The Fifth Medieval Workshop in Rijeka (Croatia) at the Faculty of Humanities and Social Sciences,
Rijeka (September 9 – 10, 2022).
I presented and discussed this project.
My intervention aimed to present and open to the debate the post-doctoral research project I am currently coordinating. The project addresses the role played by lesser-known agents of the Venetian diplomacy in negotiating with the Ottoman neighbor during the 16th century. The concept of lower-ranked agents (shadowy faces) brings in discussion three key elements for the research trends promoted nowadays: individuals without high ranked positions, but involved in diplomatic matters, unpublished sources and new methodological approaches. The project inventories state functionaries, diplomats, envoys, translators, ambassadors, and ordinary people and aims to analyze the sources mentioning them and the sources they produce. Within this project my focus is concentrated on three moments of diplomatic interactions aiming to analyze the insertion of a specific episode in the greater context of the Venetian-Ottoman relations. The analysis focusses on the sources covering the time frame between 1503 and 1617 and the geographical space limited by the Uskok territory in North Dalmatia and the Southern Adriatic (the area surrounding the Cephalonia Island).

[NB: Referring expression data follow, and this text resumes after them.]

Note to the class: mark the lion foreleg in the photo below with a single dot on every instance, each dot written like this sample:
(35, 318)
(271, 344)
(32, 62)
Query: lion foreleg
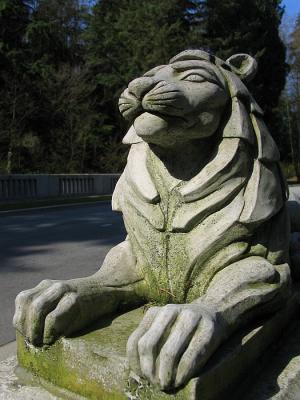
(56, 308)
(239, 288)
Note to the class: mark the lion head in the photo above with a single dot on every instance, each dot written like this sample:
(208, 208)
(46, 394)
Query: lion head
(189, 98)
(237, 195)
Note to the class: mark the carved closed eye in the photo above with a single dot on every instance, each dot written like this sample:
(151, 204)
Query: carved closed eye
(193, 78)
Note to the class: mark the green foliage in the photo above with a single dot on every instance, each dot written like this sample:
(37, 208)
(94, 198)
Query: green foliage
(248, 26)
(64, 64)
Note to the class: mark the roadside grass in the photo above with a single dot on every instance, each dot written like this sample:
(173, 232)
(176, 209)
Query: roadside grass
(11, 205)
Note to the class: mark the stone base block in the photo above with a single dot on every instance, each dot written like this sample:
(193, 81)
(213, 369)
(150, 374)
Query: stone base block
(94, 365)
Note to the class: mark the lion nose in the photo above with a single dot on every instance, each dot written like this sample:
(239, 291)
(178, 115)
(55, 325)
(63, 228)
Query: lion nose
(138, 87)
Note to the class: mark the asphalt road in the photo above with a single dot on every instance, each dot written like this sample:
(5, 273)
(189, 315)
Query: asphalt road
(55, 243)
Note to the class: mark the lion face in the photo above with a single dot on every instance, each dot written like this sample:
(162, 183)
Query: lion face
(174, 103)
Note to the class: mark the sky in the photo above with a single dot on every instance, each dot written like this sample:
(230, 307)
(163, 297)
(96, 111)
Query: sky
(292, 7)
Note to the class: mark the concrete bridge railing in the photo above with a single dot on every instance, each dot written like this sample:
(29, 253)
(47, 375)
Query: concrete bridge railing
(38, 186)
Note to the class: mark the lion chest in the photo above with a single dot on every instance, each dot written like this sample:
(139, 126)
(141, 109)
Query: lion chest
(170, 237)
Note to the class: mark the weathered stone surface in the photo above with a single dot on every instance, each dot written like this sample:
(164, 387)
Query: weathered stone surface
(204, 205)
(95, 365)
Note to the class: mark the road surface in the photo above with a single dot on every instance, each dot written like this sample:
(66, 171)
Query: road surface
(55, 243)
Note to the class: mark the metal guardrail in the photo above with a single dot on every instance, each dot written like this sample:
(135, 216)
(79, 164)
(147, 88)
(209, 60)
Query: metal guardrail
(19, 187)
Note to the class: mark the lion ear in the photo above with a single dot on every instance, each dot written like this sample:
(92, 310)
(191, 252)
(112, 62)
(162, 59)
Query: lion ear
(243, 65)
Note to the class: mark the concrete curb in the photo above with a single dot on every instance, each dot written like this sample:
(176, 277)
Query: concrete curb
(53, 206)
(8, 350)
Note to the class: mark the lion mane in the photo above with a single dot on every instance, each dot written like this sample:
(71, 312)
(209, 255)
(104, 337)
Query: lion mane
(230, 210)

The investigation’s goal is to discuss the trans- or cross- frontier agents interacting with the Ottomans in the name of Venice in three different political contexts: the Habsburg territories with the Uskok problem, the Venetian Dalmatia and the „unsettled border” and the „fluid frontiers” of the Southern Adriatic Sea, within the interesting case of the Venetian captain Gabriele Emo, accused of piracy.